José Gabriel Ortega
Viernes. Temprano en la
mañana. Las movilidades escolares empiezan a llegar. No pasarán diez minutos y
el estacionamiento de la escuela se llenará y se agitará como un hervidero de bichos.
Los estudiantes de la secundaria atravesarán los tres patios y las dos canchas de fútbol que los separan de sus aulas y se agolparán frente a ellas, esperando que
algún profesor las abra. En el edificio más distante, junto a los rosales del
claustro, el aula de quinto D espera que se desate el infierno.
Última día del año escolar. El
Loco llega tarde. Abel está borrando la pizarra y lo ve, en la puerta del aula,
gigante y siniestro. Se paraliza. La mota empieza a temblar.

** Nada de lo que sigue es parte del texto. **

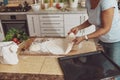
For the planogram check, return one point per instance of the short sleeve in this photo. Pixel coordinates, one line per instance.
(106, 4)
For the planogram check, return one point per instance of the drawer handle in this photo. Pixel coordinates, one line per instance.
(0, 30)
(52, 30)
(33, 25)
(51, 17)
(51, 23)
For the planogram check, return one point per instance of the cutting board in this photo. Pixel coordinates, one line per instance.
(12, 5)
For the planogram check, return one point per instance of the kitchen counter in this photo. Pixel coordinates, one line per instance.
(33, 67)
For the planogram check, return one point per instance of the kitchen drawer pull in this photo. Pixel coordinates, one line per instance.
(0, 30)
(51, 23)
(50, 16)
(52, 30)
(33, 24)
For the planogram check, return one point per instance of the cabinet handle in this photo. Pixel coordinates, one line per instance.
(52, 30)
(80, 19)
(51, 23)
(84, 18)
(33, 25)
(0, 30)
(50, 16)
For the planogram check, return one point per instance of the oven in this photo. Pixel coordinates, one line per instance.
(17, 21)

El Loco entra desafiando a
todos con una risa de hiena. Se detiene unos pasos más allá de la puerta de
entrada, molesto por la falta de respuesta a su reto. El profesor se esconde
detrás de su escritorio. Divisa a Abel que ha terminado de borrar la pizarra y está
anotando las tardanzas.
Aquel día Abel es el alumno
responsable: el que reza, el que revisa todas las agendas firmadas, el que
reporta a los ausentes. No ha terminado de escribir el apellido del Loco en la
columna de tardanzas cuando siente la presencia del depredador detrás de él. Cierra
los ojos. Reza. Sus oraciones nunca sirven. El Loco, provocado por el pavor de
su víctima, le suelta:
—¡Tú
vieja es una puta! ¡La más fea, marrana y olorosa puta del mundo! Y si me
anotas te hago orinar sangre ahorita —los alumnos ríen. Le festejan tímidamente
el insulto. Le tienen miedo.
Él sonríe y continúa:
—Mírame
cuando te hablo, enfermo de mierda. Mírame carajo —los demás alumnos lo aplauden
con lentas sus risas. Al Loco le encanta aquello.
Abel gira. Levanta la
mirada. Sus ojos están a punto de explotar. Está paralizado con la tiza entre
los dedos. Pero los ojos tiemblan un instante como gelatina y luego se
petrifican como su cuerpo.
El Loco relaja su mueca de
perversidad y se hace simpático. Todos saben que es el peor momento.
—Si
me anotas, pequeño engendro, te voy a meter la tiza por el culo. ¿Entiendes?
Matarife de mierda.
Matarife. Es el mejor
insulto que usa para humillar a alguien. Es la expresión de su mayor nivel de
perversidad. No conoce su significado pero cuando lo vocaliza siente que la
sangre le hierve. Eso le gusta. Lo excita. Lo impulsa a dañar.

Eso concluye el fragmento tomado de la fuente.